Walau aku tidak ingin mengucapkannya, tapi tetap saja, kecil dalam hati aku khawatir dengan hal terburuk yang mungkin bisa terjadi.
Sesampainya di rumah sakit, Jongin langsung dibawa ke Instalasi Gawat Darurat. Saat aku menemani Jongin masuk ke dalam, perawat yang lain mencegahku dan melarangku masuk.
“Nona, tolong tunggu di luar ruangan, biar kami saja yang menangani dan kami akan berusaha semaksimal mungkin.” Ujar perawat itu dan matanya menelusuri tubuhku dari ujung kaki hingga ujung kepala, lalu ia berbalik dan pergi dari hadapanku, beranjak ke ruangan yang berbeda dan berbicara dengan seseorang di balik kaca. Lalu dia dan seorang yang lain menghampiriku kembali. “Tolong rawat nona ini.” Perawat itu kemudian pergi menyusul Jongin.
Aku diam tak berkutik, perawat berperawakan kecil dan ramping ini menuntunku ke ruangan di mana ia berada sebelumnya dan mendudukanku di atas kursi empuk tak berlengan. Tangannya bergerak sangat cepat menggapai beberapa benda dan setelah yang ia butuhkan terlengkapi, ia duduk di depanku. Aku mengintip tanda pengenalnya dan mengeja ‘Park Seul’ di dalam hati. Kurasa ia seorang perawat magang, karena di bagian atas di tanda pengenalnya, tertulis nama sebuah institut kesehatan ternama di negeri ini. Dari tampangnya, kira-kira ia menginjak umur awal duapuluhan.

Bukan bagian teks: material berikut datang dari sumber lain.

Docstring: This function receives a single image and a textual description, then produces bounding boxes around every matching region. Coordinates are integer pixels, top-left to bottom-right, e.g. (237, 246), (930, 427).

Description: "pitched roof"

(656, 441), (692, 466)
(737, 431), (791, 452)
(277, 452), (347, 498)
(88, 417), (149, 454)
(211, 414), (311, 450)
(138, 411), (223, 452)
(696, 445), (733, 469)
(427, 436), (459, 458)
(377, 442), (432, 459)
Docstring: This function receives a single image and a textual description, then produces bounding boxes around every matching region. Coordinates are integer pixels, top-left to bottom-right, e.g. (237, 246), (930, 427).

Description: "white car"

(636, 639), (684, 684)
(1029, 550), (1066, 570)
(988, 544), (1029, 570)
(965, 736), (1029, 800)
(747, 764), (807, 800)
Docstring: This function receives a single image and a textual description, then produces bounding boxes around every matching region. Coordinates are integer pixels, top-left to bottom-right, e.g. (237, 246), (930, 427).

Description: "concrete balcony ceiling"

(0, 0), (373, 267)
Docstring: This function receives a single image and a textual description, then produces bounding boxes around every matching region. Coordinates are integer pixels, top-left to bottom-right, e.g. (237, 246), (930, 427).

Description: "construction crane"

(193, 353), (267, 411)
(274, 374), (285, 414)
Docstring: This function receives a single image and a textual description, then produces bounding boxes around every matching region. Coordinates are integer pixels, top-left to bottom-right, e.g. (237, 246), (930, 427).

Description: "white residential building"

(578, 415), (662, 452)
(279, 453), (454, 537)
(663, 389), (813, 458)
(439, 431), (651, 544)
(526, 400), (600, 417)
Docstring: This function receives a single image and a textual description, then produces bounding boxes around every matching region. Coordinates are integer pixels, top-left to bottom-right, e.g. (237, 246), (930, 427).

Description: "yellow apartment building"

Ia meraih lenganku dan aku terduduk sesenggukan, menerima perlakuannya tanpa perlawanan.
“Jongin akan baik-baik saja, kan? Dia tidak akan terluka parah, kan? Jongin…” rengekku tidak tahu malu pada si perawat, aku kembali mengucurkan air mataku.
“Tenanglah, pacarmu akan baik-baik saja, dia pasti pria yang kuat, dia akan selamat. Jangan terlalu khawatir.” Ucapnya lembut dan menyunggingkan senyum penuh keyakinan. Dan entah bagaimana, rasanya senyum yang ia berikan itu membuatku seolah tegar dan sesenggukanku mulai mereda.

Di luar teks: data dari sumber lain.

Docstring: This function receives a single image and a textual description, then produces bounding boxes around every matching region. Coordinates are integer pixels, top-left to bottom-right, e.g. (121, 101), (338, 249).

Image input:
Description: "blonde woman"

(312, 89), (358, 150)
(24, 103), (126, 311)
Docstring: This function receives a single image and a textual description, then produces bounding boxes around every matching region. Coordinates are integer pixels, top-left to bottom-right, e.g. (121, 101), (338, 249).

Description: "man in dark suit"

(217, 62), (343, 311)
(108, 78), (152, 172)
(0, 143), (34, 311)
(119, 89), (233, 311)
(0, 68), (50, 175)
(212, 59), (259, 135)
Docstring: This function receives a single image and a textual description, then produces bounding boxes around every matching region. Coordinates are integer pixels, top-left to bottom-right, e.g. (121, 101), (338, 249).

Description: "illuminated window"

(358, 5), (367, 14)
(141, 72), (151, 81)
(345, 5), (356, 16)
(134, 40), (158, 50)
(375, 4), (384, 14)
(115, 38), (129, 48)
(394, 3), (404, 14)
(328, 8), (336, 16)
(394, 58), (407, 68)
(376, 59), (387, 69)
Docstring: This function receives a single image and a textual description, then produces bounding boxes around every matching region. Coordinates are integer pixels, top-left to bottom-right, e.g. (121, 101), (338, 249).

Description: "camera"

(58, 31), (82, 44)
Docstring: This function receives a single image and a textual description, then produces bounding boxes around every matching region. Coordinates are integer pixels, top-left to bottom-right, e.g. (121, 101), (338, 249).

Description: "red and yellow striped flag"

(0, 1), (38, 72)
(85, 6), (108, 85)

Aku tahu apa yang ia katakan adalah salah saat menyebut Jongin sebagai pacarku, tapi aku tidak repot-repot untuk meralatnya dan membiarkannya begitu saja, toh Jongin pernah jadi pacarku.
Saat perawat Park mengoleskan cairan yang baunya sangat menyengat dan aku tak tau cairan apa itu, aku mulai merasakan nyeri di lenganku semakin menjadi-jadi, lenganku ikut tergores kaca saat mencoba menyadarkan Jongin sebelum ambulans datang.

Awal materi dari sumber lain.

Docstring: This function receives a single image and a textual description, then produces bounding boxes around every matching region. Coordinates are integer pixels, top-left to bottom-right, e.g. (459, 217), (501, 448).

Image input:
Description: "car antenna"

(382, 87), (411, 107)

Perawat Park berdiri di samping tubuhku dan meraih leherku, mengoleskan cairan yang sama dan membuatku meringis kesakitan. Aku baru tahu di sana juga ada luka, aku bisa membayangkan seperti apa tampangku saat ini. Pasti aku sangat kacau dan babak belur.
Setelah ia mengoleskan cairan itu ke seluruh luka di tubuhku, kini ia mengoleskan cairan lain yang kuduga semacam betadin ke atas luka-luka yang telah dibersihkan. Cairan itu membuat lukaku semakin perih dan aku memejamkan mata menikmati sensasi yang ditimbulkan. Ia mengoleskan betadin itu ke lengan, leher dan bibirku, ke seluruh luka. Terakhir, ia membuat perban di lengaku dengan kain kasa dan tak lupa menempelkan plester di sisi-sisinya.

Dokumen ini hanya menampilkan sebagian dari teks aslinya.